Qingqing Zhao, Yunfei Long, Chu-Ren Huang

The Negation Marker mei in Northeastern Mandarin

Negation in Mandarin is a field that has been substantially studied, but researches on the negation of dialects are relatively lacking. This article conducts an analysis into the negation marker mei in Northeastern Mandarin and finds three different types of mei, including mei1, a verbal negator complementary to bu, mei2, an unaccusative intransitive verb which is characteristic in this dialect but has rarely been mentioned in previous researches, and mei3, a telic and static aspectual negator which involves a tone sandhi pattern. The tone sandhi of mei3 in Northeastern Mandarin has something to do with the 4-tone-transformation in Mandarin and can be extended to other negators and even some numerals.

Minglong Wei

Resource Construction and Distribution Analysis of Internal Structure of Modern Chinese Double-Syllable Verb

In this paper, we analyze the necessity of the construction of internal structure resources of verbs from the perspectives of linguistics and NLP application. We also introduce the method and process of the internal structure annotation of double-syllable verbs in Modern Chinese Dictionary (7th Edition). A total of 9697 double-syllable verbs are annotated. From the results of the annotation, it is found that there are 61.19% of words with a character inside the word as the center of the verb. Among them, the words with verb-object structure is the most (64.5%), followed by the adverbial-head structure (27.77%). This paper can provide basic resources for syntactic and semantic analysis so as to realize the unified analysis of lexicon and syntax.

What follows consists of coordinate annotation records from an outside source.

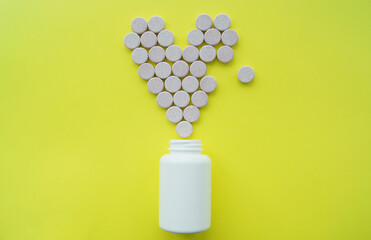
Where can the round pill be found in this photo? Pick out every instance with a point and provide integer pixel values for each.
(245, 74)
(146, 71)
(180, 68)
(191, 113)
(207, 53)
(229, 37)
(155, 85)
(225, 54)
(184, 129)
(212, 37)
(163, 70)
(190, 84)
(139, 55)
(195, 37)
(164, 99)
(165, 38)
(181, 99)
(204, 22)
(156, 24)
(173, 53)
(190, 54)
(132, 40)
(222, 22)
(174, 114)
(198, 69)
(173, 84)
(139, 25)
(200, 99)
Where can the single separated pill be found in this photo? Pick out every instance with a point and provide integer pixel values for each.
(195, 37)
(207, 53)
(146, 71)
(156, 24)
(165, 38)
(225, 54)
(132, 40)
(184, 129)
(246, 74)
(164, 99)
(174, 114)
(139, 25)
(198, 69)
(173, 53)
(155, 85)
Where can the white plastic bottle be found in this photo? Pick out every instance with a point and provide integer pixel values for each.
(185, 188)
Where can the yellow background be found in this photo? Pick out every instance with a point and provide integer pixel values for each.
(81, 137)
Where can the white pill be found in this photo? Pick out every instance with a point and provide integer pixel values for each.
(190, 84)
(156, 24)
(212, 37)
(222, 22)
(184, 129)
(163, 70)
(173, 53)
(191, 113)
(229, 37)
(139, 55)
(132, 40)
(180, 68)
(155, 85)
(208, 84)
(174, 114)
(190, 54)
(139, 25)
(164, 99)
(204, 22)
(225, 54)
(200, 99)
(246, 74)
(181, 99)
(195, 37)
(146, 71)
(198, 69)
(148, 39)
(173, 84)
(165, 38)
(207, 53)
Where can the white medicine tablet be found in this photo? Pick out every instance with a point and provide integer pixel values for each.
(180, 68)
(222, 22)
(229, 37)
(165, 38)
(174, 114)
(139, 55)
(139, 25)
(207, 53)
(204, 22)
(195, 37)
(190, 84)
(155, 85)
(208, 84)
(225, 54)
(246, 74)
(173, 53)
(146, 71)
(156, 24)
(184, 129)
(212, 37)
(173, 84)
(199, 99)
(181, 99)
(164, 99)
(198, 69)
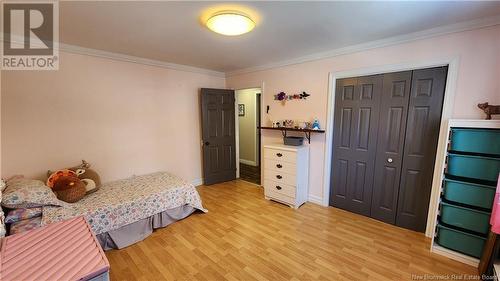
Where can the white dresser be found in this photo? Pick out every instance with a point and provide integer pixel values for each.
(286, 174)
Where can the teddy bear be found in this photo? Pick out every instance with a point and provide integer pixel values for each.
(66, 185)
(89, 177)
(69, 188)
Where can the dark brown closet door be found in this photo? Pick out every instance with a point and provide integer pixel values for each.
(219, 142)
(391, 135)
(357, 105)
(422, 132)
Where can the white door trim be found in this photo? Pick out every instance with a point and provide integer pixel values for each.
(448, 104)
(237, 128)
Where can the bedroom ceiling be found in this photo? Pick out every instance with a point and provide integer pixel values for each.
(172, 31)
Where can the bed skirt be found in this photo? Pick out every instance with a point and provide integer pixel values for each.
(138, 231)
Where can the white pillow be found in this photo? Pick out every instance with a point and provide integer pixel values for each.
(26, 193)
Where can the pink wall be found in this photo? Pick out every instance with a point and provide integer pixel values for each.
(124, 118)
(478, 81)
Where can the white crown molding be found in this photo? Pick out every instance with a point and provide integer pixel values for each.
(67, 48)
(433, 32)
(395, 40)
(133, 59)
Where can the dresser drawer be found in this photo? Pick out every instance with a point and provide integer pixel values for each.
(280, 188)
(270, 194)
(280, 166)
(280, 177)
(281, 155)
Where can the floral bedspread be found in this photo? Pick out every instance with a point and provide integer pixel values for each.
(126, 201)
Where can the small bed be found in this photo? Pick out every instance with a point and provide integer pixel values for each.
(126, 211)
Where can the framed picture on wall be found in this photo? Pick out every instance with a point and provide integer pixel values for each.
(241, 109)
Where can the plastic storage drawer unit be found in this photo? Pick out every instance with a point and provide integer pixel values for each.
(476, 167)
(471, 194)
(475, 140)
(466, 218)
(460, 241)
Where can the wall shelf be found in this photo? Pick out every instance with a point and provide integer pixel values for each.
(284, 130)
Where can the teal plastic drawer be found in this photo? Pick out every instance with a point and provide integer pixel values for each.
(466, 218)
(475, 167)
(460, 241)
(472, 194)
(485, 141)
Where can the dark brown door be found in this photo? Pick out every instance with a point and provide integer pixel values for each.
(390, 144)
(355, 140)
(424, 119)
(217, 108)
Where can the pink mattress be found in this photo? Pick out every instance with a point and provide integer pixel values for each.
(67, 250)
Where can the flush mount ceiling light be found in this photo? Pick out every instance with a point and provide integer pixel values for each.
(230, 23)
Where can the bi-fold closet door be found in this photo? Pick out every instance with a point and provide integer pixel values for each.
(385, 137)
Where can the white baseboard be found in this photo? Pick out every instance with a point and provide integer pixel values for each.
(197, 182)
(315, 199)
(248, 162)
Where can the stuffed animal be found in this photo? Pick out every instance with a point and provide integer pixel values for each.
(89, 177)
(69, 188)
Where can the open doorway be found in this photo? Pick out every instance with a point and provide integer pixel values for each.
(249, 112)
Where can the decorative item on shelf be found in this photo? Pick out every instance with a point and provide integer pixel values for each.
(293, 141)
(315, 124)
(288, 123)
(282, 96)
(277, 124)
(489, 109)
(241, 109)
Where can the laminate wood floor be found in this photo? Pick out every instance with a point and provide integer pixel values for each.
(245, 237)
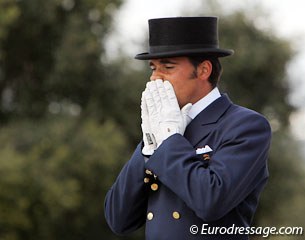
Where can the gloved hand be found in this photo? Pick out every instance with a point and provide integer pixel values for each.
(165, 115)
(149, 140)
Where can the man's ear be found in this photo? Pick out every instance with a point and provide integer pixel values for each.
(204, 69)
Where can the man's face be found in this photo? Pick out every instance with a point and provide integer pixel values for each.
(182, 75)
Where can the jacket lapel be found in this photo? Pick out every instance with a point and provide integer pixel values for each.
(205, 121)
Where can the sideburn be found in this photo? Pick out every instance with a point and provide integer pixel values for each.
(194, 74)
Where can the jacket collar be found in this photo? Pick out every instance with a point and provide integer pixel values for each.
(204, 122)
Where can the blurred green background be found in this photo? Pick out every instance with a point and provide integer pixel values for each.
(70, 118)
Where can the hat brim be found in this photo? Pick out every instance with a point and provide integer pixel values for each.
(187, 53)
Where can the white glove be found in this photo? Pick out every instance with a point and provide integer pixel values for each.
(165, 116)
(148, 139)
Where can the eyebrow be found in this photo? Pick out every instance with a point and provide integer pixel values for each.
(163, 61)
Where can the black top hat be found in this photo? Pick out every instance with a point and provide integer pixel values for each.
(183, 36)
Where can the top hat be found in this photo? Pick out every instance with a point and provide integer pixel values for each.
(183, 36)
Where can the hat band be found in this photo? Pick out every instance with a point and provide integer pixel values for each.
(169, 48)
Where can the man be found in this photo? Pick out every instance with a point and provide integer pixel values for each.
(202, 164)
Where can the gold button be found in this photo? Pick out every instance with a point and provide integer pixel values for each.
(154, 187)
(150, 216)
(176, 215)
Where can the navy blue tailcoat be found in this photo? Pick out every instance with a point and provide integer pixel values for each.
(177, 188)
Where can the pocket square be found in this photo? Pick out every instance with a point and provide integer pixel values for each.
(203, 150)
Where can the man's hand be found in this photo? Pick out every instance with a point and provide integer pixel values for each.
(149, 140)
(165, 115)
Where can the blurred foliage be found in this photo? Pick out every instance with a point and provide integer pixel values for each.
(54, 174)
(70, 118)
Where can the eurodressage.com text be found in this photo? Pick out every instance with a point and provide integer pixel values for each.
(262, 231)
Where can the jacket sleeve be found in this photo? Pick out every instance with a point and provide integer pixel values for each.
(126, 201)
(236, 167)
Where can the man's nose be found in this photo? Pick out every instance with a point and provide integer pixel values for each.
(155, 75)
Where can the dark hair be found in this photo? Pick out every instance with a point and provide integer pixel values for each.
(216, 67)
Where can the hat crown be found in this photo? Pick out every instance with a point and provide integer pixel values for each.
(198, 31)
(183, 36)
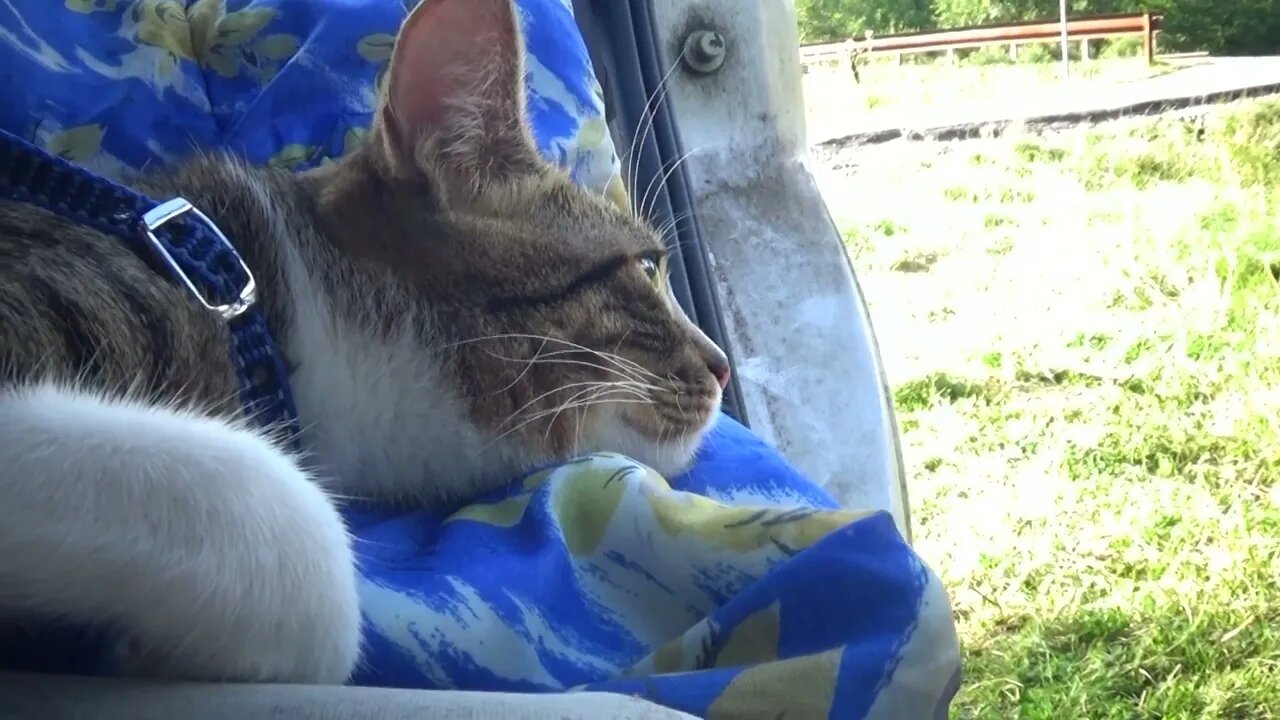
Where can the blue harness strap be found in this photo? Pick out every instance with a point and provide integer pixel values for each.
(184, 241)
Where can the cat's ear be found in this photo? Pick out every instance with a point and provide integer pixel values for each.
(453, 103)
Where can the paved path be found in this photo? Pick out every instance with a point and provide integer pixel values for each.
(1196, 81)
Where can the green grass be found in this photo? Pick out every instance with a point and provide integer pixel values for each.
(1088, 383)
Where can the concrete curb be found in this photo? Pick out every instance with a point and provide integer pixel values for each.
(997, 127)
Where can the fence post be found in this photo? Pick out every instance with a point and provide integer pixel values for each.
(1148, 40)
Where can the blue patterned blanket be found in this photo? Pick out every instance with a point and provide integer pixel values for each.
(736, 591)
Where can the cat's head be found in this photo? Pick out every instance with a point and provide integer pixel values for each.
(549, 306)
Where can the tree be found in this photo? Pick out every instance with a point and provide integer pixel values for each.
(826, 21)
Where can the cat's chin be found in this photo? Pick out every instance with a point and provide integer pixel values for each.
(612, 433)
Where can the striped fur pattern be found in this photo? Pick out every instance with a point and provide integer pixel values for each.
(452, 308)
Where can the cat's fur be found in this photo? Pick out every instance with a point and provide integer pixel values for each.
(452, 306)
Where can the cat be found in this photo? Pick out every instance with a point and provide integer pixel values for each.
(455, 310)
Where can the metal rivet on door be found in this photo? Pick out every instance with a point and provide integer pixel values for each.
(704, 51)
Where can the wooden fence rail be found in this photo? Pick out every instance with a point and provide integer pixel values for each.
(1144, 24)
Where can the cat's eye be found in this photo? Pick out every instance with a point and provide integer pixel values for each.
(652, 268)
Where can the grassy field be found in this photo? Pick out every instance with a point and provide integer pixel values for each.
(1083, 335)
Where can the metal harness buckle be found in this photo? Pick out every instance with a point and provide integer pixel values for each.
(172, 210)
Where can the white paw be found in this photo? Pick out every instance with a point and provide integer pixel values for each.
(216, 555)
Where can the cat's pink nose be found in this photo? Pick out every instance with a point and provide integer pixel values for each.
(720, 368)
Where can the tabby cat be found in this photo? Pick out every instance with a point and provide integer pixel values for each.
(453, 310)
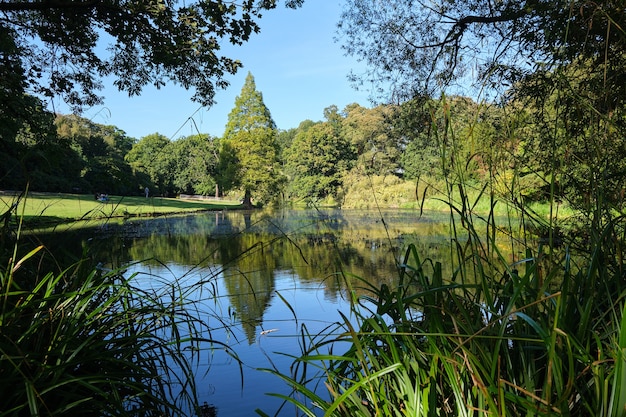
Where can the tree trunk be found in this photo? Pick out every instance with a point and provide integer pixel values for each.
(247, 199)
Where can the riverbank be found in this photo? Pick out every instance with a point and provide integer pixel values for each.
(56, 208)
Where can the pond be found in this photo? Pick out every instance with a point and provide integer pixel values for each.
(261, 278)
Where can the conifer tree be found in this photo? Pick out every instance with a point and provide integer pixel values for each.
(251, 133)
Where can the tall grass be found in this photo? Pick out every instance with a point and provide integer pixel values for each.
(89, 342)
(540, 335)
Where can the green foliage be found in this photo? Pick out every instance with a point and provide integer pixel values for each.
(195, 159)
(148, 156)
(368, 132)
(252, 136)
(88, 342)
(316, 162)
(57, 50)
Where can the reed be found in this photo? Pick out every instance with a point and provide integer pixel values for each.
(90, 342)
(539, 335)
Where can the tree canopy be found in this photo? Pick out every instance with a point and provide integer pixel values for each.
(414, 46)
(251, 140)
(63, 48)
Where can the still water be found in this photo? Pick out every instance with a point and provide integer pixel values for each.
(261, 278)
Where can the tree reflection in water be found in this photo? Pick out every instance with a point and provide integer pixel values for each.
(255, 256)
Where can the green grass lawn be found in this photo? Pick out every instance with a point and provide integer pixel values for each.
(56, 207)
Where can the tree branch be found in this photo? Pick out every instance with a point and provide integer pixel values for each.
(11, 6)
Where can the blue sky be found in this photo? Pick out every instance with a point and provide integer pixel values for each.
(297, 67)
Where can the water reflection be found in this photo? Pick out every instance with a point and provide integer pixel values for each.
(260, 277)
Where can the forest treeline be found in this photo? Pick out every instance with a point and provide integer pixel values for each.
(414, 148)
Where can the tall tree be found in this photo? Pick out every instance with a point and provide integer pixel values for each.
(316, 161)
(63, 48)
(149, 156)
(252, 135)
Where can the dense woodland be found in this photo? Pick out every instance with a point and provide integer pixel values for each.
(545, 122)
(424, 141)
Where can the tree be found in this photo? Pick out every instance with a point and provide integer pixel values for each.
(149, 156)
(316, 161)
(252, 135)
(412, 47)
(102, 149)
(63, 48)
(196, 164)
(369, 131)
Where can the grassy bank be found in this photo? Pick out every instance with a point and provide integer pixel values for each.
(59, 208)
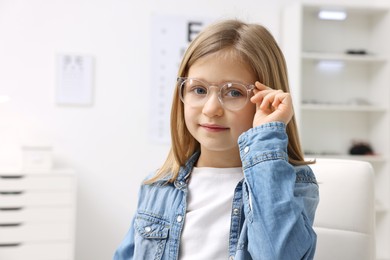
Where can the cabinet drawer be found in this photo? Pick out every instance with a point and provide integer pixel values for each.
(35, 232)
(37, 182)
(37, 214)
(26, 199)
(36, 251)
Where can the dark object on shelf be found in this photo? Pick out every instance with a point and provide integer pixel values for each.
(361, 149)
(357, 52)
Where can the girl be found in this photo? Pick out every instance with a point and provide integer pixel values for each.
(235, 184)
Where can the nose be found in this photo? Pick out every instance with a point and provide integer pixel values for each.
(213, 106)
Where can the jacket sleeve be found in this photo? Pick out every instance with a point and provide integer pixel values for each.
(279, 218)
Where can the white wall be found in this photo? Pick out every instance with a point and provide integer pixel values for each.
(107, 143)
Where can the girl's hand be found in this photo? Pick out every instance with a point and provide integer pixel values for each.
(271, 105)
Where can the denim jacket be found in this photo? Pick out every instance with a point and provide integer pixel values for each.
(272, 214)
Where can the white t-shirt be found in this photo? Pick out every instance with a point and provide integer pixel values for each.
(206, 229)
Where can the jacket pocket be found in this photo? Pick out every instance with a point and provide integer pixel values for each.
(150, 237)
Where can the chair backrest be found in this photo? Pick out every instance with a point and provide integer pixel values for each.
(345, 217)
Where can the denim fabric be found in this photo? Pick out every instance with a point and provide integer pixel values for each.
(273, 207)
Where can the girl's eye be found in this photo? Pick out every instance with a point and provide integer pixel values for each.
(199, 90)
(234, 93)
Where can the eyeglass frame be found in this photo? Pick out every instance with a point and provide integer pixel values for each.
(249, 89)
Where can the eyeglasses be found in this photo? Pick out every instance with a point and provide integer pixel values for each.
(232, 95)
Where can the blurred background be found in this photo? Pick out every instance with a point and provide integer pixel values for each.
(81, 91)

Guirong Wang, Gaoqi Rao, Endong Xun

Gradability, Subjectivity and the Semantics of the Adjectival zhen ‘real’ and jia ‘fake’ in Mandarin

In this paper, we provide an empirical description and a theoretical analysis of the adjectival zhen ‘real’ and jia ‘fake’ in Mandarin Chinese. The two adjectives manifest resistance to degree modifiers, and thus have been traditionally treated as non-gradable adjectives. Empirical evidence, however, shows that they can actually fuse both degree intensification and expressive meanings together. Based on their semantic behaviors, we follow recent advances in multidimensional semantics to propose that zhen and jia are mixed items with bi-dimensional semantics, i.e., the judge of truth-value as the descriptive meaning, and the degree of similarity/deviation between the facts and the subjective expectations as the expressive meaning.

Fan Liu, Qiongpeng Luo

The Repetition of Chinese Onomatopoeia

The boundary between the reduplication and the repetition of Chinese onomatopoeic forms is relatively vague, which brings some problems to Chinese information processing and Chinese teaching. Based on language practice, we focus on the repetition of modern Chinese onomatopoeia, and consider it a rhetorical device to emphasize repetitive sounds or rhythms. The resulting language forms should be regarded as onomatopoeic phrases, in which pauses can be inserted freely. We summarize some typical features of the repetition of onomatopoeia, and briefly introduce relevant punctuation marks, which can be used to express pauses. In addition, we agree that there is a subtle relationship between the reduplication and the repetition of onomatopoeia in syntax, semanteme and other aspects. In essence, they are both the imitation of repetitive sounds.

Mengzhen Xu

A Degree-Based Analysis of ‘V+A+le2’ Construction

This paper examines both the result-realization and the result-deviation interpretations of ‘V+A+le2’ construction under the framework of degree semantics. It is argued that the ‘V+A+le2’ construction is a comparative construction and that different interpretations arise because different standards of comparation are adopted. Result-realization interpretations are seen in all instances of the construction while result-deviation interpretations can be found only in instances with open-scale adjectives. The syntactic structure determines whether the ‘A’ encodes a measure function or the ‘V+A’ encodes a measure of change function in the ‘V+A+le2’ comparative construction.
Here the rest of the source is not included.